Pour le reste : les durkheimiens au pouvoir refusaient une complémentarité (à l’époque raciste) que le nazisme a pour effet de suspendre. Retrouver ce désir est conforme à l’anthropologie, mais si R. Gessain se propose (1959) de la découvrir par l’observation comparée d’isolats, c’est sans résultat. Le colloque sur « L’unité de l’homme » n’en produit pas plus (1972, le Seuil, 1974). En 1983, l’Homme neuronal (J.-P. Changeux, collection dirigée par Odile Jacob) est une synthèse invoquant plusieurs noms des humanités mais non F. Héritier. Un livre (La frontière des sexes, Puf, 1995) est issu d’une équipe CNRS n’ayant que ce lien pour objet. Bien que communiquant lors du séminaire, F. Héritier en est absente.

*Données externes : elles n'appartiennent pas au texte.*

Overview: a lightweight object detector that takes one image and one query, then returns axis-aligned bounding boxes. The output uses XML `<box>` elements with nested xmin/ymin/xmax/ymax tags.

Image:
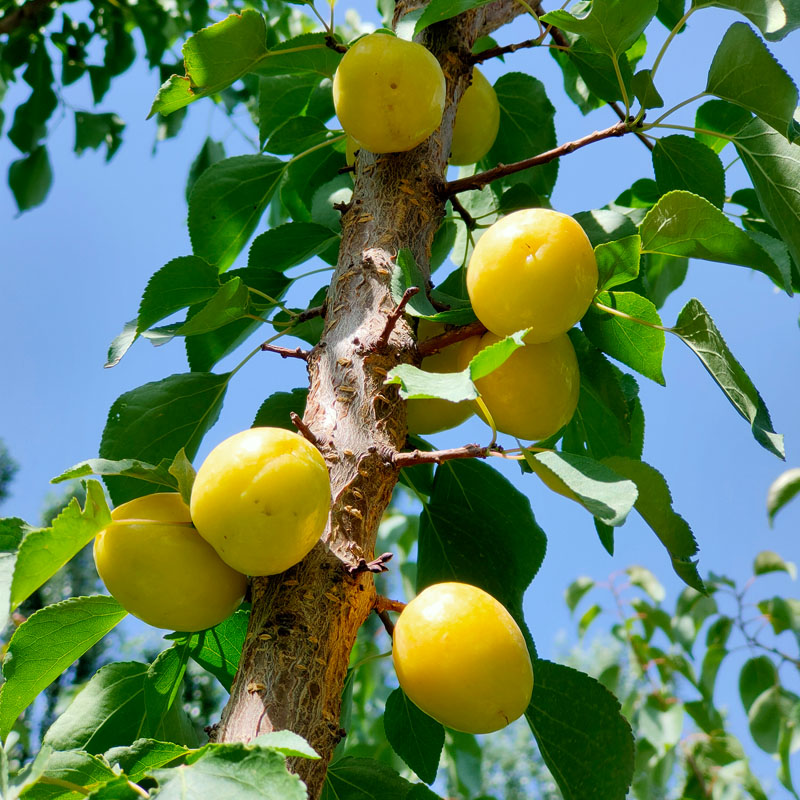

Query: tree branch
<box><xmin>261</xmin><ymin>344</ymin><xmax>310</xmax><ymax>360</ymax></box>
<box><xmin>417</xmin><ymin>321</ymin><xmax>486</xmax><ymax>357</ymax></box>
<box><xmin>290</xmin><ymin>412</ymin><xmax>320</xmax><ymax>446</ymax></box>
<box><xmin>394</xmin><ymin>443</ymin><xmax>495</xmax><ymax>467</ymax></box>
<box><xmin>375</xmin><ymin>287</ymin><xmax>420</xmax><ymax>350</ymax></box>
<box><xmin>0</xmin><ymin>0</ymin><xmax>53</xmax><ymax>35</ymax></box>
<box><xmin>450</xmin><ymin>194</ymin><xmax>477</xmax><ymax>229</ymax></box>
<box><xmin>444</xmin><ymin>120</ymin><xmax>631</xmax><ymax>195</ymax></box>
<box><xmin>375</xmin><ymin>595</ymin><xmax>407</xmax><ymax>614</ymax></box>
<box><xmin>609</xmin><ymin>101</ymin><xmax>655</xmax><ymax>151</ymax></box>
<box><xmin>471</xmin><ymin>37</ymin><xmax>541</xmax><ymax>64</ymax></box>
<box><xmin>295</xmin><ymin>303</ymin><xmax>326</xmax><ymax>324</ymax></box>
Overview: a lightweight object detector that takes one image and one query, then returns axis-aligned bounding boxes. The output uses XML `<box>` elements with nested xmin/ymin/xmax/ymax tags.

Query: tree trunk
<box><xmin>216</xmin><ymin>3</ymin><xmax>521</xmax><ymax>796</ymax></box>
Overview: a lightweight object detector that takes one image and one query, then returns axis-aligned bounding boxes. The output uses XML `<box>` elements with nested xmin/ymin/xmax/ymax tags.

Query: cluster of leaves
<box><xmin>1</xmin><ymin>0</ymin><xmax>800</xmax><ymax>797</ymax></box>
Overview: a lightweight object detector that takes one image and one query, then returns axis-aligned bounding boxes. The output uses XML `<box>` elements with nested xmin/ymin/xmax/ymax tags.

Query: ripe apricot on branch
<box><xmin>465</xmin><ymin>331</ymin><xmax>580</xmax><ymax>441</ymax></box>
<box><xmin>406</xmin><ymin>321</ymin><xmax>480</xmax><ymax>435</ymax></box>
<box><xmin>450</xmin><ymin>68</ymin><xmax>500</xmax><ymax>166</ymax></box>
<box><xmin>190</xmin><ymin>427</ymin><xmax>330</xmax><ymax>576</ymax></box>
<box><xmin>392</xmin><ymin>582</ymin><xmax>533</xmax><ymax>733</ymax></box>
<box><xmin>333</xmin><ymin>32</ymin><xmax>446</xmax><ymax>154</ymax></box>
<box><xmin>467</xmin><ymin>209</ymin><xmax>598</xmax><ymax>343</ymax></box>
<box><xmin>94</xmin><ymin>493</ymin><xmax>247</xmax><ymax>632</ymax></box>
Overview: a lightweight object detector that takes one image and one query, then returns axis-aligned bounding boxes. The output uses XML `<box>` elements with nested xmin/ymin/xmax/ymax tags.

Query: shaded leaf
<box><xmin>384</xmin><ymin>688</ymin><xmax>444</xmax><ymax>784</ymax></box>
<box><xmin>767</xmin><ymin>468</ymin><xmax>800</xmax><ymax>524</ymax></box>
<box><xmin>253</xmin><ymin>389</ymin><xmax>308</xmax><ymax>430</ymax></box>
<box><xmin>105</xmin><ymin>739</ymin><xmax>189</xmax><ymax>783</ymax></box>
<box><xmin>595</xmin><ymin>235</ymin><xmax>642</xmax><ymax>291</ymax></box>
<box><xmin>695</xmin><ymin>99</ymin><xmax>753</xmax><ymax>153</ymax></box>
<box><xmin>9</xmin><ymin>146</ymin><xmax>52</xmax><ymax>212</ymax></box>
<box><xmin>754</xmin><ymin>549</ymin><xmax>797</xmax><ymax>578</ymax></box>
<box><xmin>414</xmin><ymin>0</ymin><xmax>494</xmax><ymax>34</ymax></box>
<box><xmin>322</xmin><ymin>757</ymin><xmax>420</xmax><ymax>800</ymax></box>
<box><xmin>248</xmin><ymin>222</ymin><xmax>339</xmax><ymax>271</ymax></box>
<box><xmin>693</xmin><ymin>0</ymin><xmax>800</xmax><ymax>40</ymax></box>
<box><xmin>652</xmin><ymin>135</ymin><xmax>726</xmax><ymax>207</ymax></box>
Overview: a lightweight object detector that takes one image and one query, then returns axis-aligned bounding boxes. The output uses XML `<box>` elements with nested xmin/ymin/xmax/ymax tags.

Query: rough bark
<box><xmin>216</xmin><ymin>3</ymin><xmax>522</xmax><ymax>796</ymax></box>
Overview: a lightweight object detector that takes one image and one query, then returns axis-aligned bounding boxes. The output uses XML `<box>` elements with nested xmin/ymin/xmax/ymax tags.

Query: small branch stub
<box><xmin>290</xmin><ymin>412</ymin><xmax>320</xmax><ymax>446</ymax></box>
<box><xmin>417</xmin><ymin>321</ymin><xmax>487</xmax><ymax>357</ymax></box>
<box><xmin>375</xmin><ymin>287</ymin><xmax>420</xmax><ymax>350</ymax></box>
<box><xmin>345</xmin><ymin>552</ymin><xmax>394</xmax><ymax>577</ymax></box>
<box><xmin>261</xmin><ymin>344</ymin><xmax>310</xmax><ymax>360</ymax></box>
<box><xmin>393</xmin><ymin>443</ymin><xmax>493</xmax><ymax>467</ymax></box>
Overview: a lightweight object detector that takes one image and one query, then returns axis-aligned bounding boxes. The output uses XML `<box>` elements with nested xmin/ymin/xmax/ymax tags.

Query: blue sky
<box><xmin>1</xmin><ymin>0</ymin><xmax>799</xmax><ymax>791</ymax></box>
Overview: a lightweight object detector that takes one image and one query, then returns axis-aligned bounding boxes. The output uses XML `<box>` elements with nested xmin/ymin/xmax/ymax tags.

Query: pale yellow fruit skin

Citons : « l’auteur (…) passe sous silence la tribune anti-Pacs qu’elle [Héritier] a signée dans Le Monde (…) et surtout son interview (…) dans La Croix. La chercheuse y affirmait que « nos modes de pensée et notre organisation sociale sont fondées sur l’observation principale de la différence des sexes » (…), désignant ainsi la parenté homosexuelle comme impossible car impensable. C’est cet article qui motive l’essentiel des critiques formulées à l’encontre des positions de Françoise Héritier (…) qui poussèrent Lévi-Strauss à les condamner (…). Dans une lettre destinée à Éric Fassin (…) Lévi-Strauss écrit que « les choix de société n’appartiennent pas au savant (…), mais (…) au citoyen ». Ce courrier me semble une réponse à la Lévi-Strauss (très poli) et je doute que comme « citoyen », (d’ailleurs peut-il n’être qu’un citoyen ?), il ait été un tenant du mariage homosexuel (à 96 ans passé il répète qu’il a « vécu trop longtemps dans un monde qui n’est plus le sien »). Il s’exprime sur l’explosion démographique, et interroge le métissage culturel en évoquant une « juste » proportion, mais se tait publiquement sur les débats touchant l’homosexualité. La version anglaise de mon livre évoque les deux interventions citées (Berghahn Books, 2022). F. Héritier se souciait de l’opinion spontanée (le pensable), en insistant que le devoir du politique est de faire advenir « l’impensable » (voir « la peine de mort »).

« Historiciser » « la politique éditoriale » de la maison Odile Jacob peut se faire, mais le livre de L. Adler est publié par Albin Michel (et n’est pas une biographie : voir Sciences Humaines n° 355). Si le mien « n’apporte pas beaucoup plus d’informations que les entretiens », je suis heureux d’avoir synthétisé textes et entretiens en une biographie diffusant l’œuvre. Kant écrivait « le grand et le petit ». Moi-même n’ayant rédigé que le « petit », Isaac Desarthe nous livrera « le grand ». Par égard à mon éditrice et ma préfacière, je devais répondre à son compte-rendu dévastateur ; qu’il ne m’en veuille pas.